Open jooyoungseo opened 5 years ago
I was experiencing the same issue today when setting k=0 as described in the vignette on page 12-13 for finding a rough estimate of the number of topics.
Would be really cool if you could look into that and maybe fix it!
Best, Flo
me too, but I remember that it was not an issue in the past...
I'm having this issue, too! Would love it if it can be resolved.
same problem here.
Me too.
The problem is that we all use a quanteda dfm as input. This conflicts with how the default value of the function parameter N
is set: this simply takes the length of the documents
parameter. This works if you use the STM internal documents and vocabulary approach but for a quanteda::dfm()
this does not work.
In my case I had a fixed number of documents so I simply guestimated from example code what the approximate size of N would have been and entered that number manually into searchK()
.
can you briefly explain how you did the estimation? how did you estimate the approximate size of N?

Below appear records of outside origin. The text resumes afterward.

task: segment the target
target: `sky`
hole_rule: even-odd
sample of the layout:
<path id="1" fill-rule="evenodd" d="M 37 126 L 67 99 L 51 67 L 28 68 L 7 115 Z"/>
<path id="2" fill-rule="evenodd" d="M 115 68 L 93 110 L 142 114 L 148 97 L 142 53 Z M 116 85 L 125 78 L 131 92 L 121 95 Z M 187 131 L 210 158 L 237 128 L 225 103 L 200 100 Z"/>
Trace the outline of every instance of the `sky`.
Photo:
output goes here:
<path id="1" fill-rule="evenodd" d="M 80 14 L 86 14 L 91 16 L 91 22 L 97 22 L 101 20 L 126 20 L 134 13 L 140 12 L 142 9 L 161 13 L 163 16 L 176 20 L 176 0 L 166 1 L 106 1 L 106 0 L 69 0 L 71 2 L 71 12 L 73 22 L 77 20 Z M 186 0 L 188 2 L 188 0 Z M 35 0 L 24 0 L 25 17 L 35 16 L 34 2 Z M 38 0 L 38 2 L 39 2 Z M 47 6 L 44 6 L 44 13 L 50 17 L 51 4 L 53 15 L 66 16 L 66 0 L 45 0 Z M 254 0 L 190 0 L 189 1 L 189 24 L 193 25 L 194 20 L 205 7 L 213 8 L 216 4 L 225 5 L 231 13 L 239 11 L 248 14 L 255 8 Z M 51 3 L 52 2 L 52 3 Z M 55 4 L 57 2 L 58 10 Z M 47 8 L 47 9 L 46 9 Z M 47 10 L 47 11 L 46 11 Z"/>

I think I looked up in the code how the parameter is set by default and verified the outcome with an example data set in stm format. That gave me sufficient clues to extrapolate to my own use case.
HTH!
On Sun, 2 May 2021, 12:12 tilloverlack, @.***> wrote:
can you briefly explain how you did the estimation? how did you estimate the approximate size of N?
— You are receiving this because you commented. Reply to this email directly, view it on GitHub https://github.com/bstewart/stm/issues/198#issuecomment-830784039, or unsubscribe https://github.com/notifications/unsubscribe-auth/ABGUIFXWDIHWYYGLL3NBKADTLUQQDANCNFSM4HNVF6WA .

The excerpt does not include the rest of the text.